While we’re singing the closing hymn, my pinky finger is subtly tucked between pages 12 and 13 of the hymnal, holding the place where the charge is printed. The charge, in my church, is the penultimate thing the preacher says in the worship service, right before the benediction. The benediction I got. My charge needs work.

I like to use this one that says things like, “support the suffering” and “return no one evil for evil,” but I don’t do it quite right; last Sunday I heard my colleague do it and she said parts of it that I don’t. Hearing that filled me with a sense of professional negligence that I have to remedy.

Fortunately, there’s a service outline in the very front of our glossy purple hymnals, and, sure enough, the full text of that charge is printed right there:

Go out into the world in peace;
have courage;

hold onto what is good;
return no one evil for evil;
support the weak;

help the suffering;
honor all people;

love and serve the Lord,

rejoicing in the power of the Holy Spirit. Amen.

The organist hits the final not on the hymn and I nonchalantly slide the hymnal onto the table in front of me, open to page 13, and Nail. The. Charge. The transition to the benediction puts the final punctuation mark on the service.

“And now may the . . .

. . .

. . .

“How does this go again?”

In focusing on the charge, I lost the benediction. “And now my the grace of our Lord Jesus Christ, the love of God, and the communion of the Holy Spirit go with us all today and every day. Amen.” I’ve said it dozens and dozens of times over 15 years of ministry and never forgotten it. Yet today all it took was some concentrated focus on the charge to forget it entirely.

This is how it starts, right?

Tone

Much more important than what we think and say, how we think and say it divides us. The polarization we hear so much about is a matter both of substance and attitude.

I am trying to take in commentary and analysis from different points of view, because it is challenging in an important way to hear people express opinions that contradict mine. The really challenging part, though, is choosing expressions of opposing viewpoints that take mine seriously and treat it respectfully. So much of our editorializing relies on tone.

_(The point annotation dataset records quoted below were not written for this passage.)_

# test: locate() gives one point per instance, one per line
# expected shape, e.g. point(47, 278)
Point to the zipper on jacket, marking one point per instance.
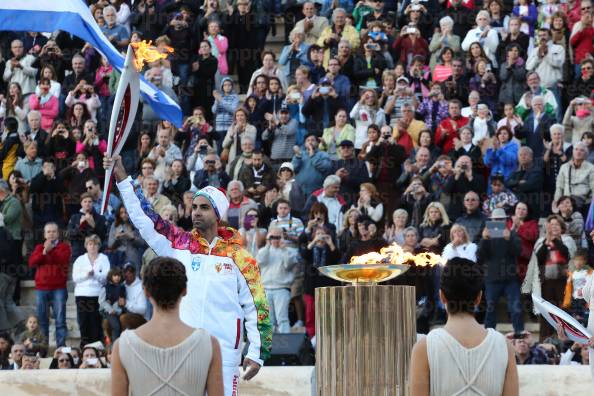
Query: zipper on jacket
point(238, 334)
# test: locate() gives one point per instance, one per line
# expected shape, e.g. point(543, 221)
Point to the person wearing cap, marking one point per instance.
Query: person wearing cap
point(338, 30)
point(447, 131)
point(408, 45)
point(329, 195)
point(257, 176)
point(498, 255)
point(281, 136)
point(285, 177)
point(320, 109)
point(311, 25)
point(224, 291)
point(369, 65)
point(500, 197)
point(402, 95)
point(456, 85)
point(311, 166)
point(351, 170)
point(340, 82)
point(582, 121)
point(135, 299)
point(334, 135)
point(483, 34)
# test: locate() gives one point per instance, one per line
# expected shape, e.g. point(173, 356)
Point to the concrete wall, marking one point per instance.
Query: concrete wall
point(275, 381)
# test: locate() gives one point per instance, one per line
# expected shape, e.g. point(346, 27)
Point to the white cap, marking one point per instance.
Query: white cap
point(217, 199)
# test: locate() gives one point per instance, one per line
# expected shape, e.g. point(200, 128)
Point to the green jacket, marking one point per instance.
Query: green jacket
point(11, 210)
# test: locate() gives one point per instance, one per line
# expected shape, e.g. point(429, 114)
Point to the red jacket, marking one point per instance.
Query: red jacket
point(52, 268)
point(582, 43)
point(447, 131)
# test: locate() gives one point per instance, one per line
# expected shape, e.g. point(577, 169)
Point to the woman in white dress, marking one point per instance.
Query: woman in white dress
point(186, 361)
point(463, 358)
point(460, 245)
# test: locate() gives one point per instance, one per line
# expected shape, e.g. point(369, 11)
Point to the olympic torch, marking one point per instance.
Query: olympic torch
point(126, 104)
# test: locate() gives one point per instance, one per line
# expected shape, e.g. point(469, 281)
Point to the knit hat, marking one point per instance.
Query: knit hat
point(217, 199)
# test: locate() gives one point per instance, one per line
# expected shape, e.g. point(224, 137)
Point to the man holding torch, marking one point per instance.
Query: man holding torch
point(224, 288)
point(224, 291)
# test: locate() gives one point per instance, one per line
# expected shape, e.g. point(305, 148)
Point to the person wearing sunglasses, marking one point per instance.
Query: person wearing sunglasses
point(276, 263)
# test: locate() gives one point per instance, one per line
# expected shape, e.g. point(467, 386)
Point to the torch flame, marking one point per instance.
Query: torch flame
point(145, 52)
point(394, 254)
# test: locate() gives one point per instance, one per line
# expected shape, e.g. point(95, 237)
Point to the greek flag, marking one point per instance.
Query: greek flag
point(74, 16)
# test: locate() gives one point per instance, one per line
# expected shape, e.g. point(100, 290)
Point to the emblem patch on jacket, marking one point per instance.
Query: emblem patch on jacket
point(195, 263)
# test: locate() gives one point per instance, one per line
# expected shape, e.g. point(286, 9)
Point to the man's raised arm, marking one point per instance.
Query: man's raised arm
point(159, 234)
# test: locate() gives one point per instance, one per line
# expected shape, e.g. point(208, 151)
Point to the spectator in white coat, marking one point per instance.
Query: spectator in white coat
point(276, 263)
point(135, 300)
point(89, 274)
point(483, 34)
point(460, 245)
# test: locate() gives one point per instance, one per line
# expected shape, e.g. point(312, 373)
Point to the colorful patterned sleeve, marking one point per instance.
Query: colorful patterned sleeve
point(160, 235)
point(255, 306)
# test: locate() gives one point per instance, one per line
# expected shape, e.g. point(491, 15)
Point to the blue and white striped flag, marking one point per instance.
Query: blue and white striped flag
point(74, 16)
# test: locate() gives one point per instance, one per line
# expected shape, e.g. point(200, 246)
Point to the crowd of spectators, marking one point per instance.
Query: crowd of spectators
point(422, 123)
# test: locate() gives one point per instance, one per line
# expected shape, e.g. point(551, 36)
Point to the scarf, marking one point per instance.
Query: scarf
point(43, 99)
point(319, 256)
point(215, 49)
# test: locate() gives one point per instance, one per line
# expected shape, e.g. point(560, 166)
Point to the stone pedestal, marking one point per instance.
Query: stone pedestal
point(364, 337)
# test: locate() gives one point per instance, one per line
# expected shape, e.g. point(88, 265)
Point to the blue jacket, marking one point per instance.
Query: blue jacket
point(225, 109)
point(504, 160)
point(311, 171)
point(287, 54)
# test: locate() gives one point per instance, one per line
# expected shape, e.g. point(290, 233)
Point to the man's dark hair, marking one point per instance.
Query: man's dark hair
point(461, 282)
point(165, 280)
point(581, 252)
point(94, 180)
point(283, 200)
point(11, 124)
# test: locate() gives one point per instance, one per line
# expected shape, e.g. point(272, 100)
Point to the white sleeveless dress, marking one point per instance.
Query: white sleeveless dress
point(179, 370)
point(459, 371)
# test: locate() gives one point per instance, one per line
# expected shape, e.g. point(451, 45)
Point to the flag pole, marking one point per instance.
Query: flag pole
point(123, 114)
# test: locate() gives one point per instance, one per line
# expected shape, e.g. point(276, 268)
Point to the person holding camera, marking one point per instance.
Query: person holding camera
point(45, 103)
point(333, 34)
point(225, 103)
point(116, 34)
point(410, 45)
point(318, 251)
point(499, 249)
point(276, 263)
point(321, 108)
point(582, 121)
point(485, 35)
point(84, 93)
point(464, 181)
point(51, 260)
point(19, 68)
point(369, 66)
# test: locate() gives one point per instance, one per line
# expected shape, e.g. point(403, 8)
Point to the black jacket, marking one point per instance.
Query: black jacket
point(474, 224)
point(535, 138)
point(499, 257)
point(77, 232)
point(363, 72)
point(314, 111)
point(350, 185)
point(201, 178)
point(527, 185)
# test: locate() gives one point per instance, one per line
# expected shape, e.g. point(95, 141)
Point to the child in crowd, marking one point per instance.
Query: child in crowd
point(576, 280)
point(32, 337)
point(112, 301)
point(276, 263)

The takeaway from the frustration that results is that 1) I don’t ever want the people I disagree with to feel ridiculed or disparaged when I talk to them; I need to watch my tone. And 2) there is limited value in seeking out commentary that makes me feel ridiculed or disparaged. If the tone upsets me, I can switch it off.

The Innkeeper

When his kids went off to college, my friend from California moved to upstate New York and bought an Inn. I know him from rec. league softball and high school water polo, and now he’s cooking breakfast every day for bed and breakfast patrons, employing a staff of locals, and throwing shade at anyone who leaves a bad tripadvisor review. All signs point to him enjoying himself immensely.

What’s something you can only imagine yourself doing? Maybe it won’t always be in your imagination.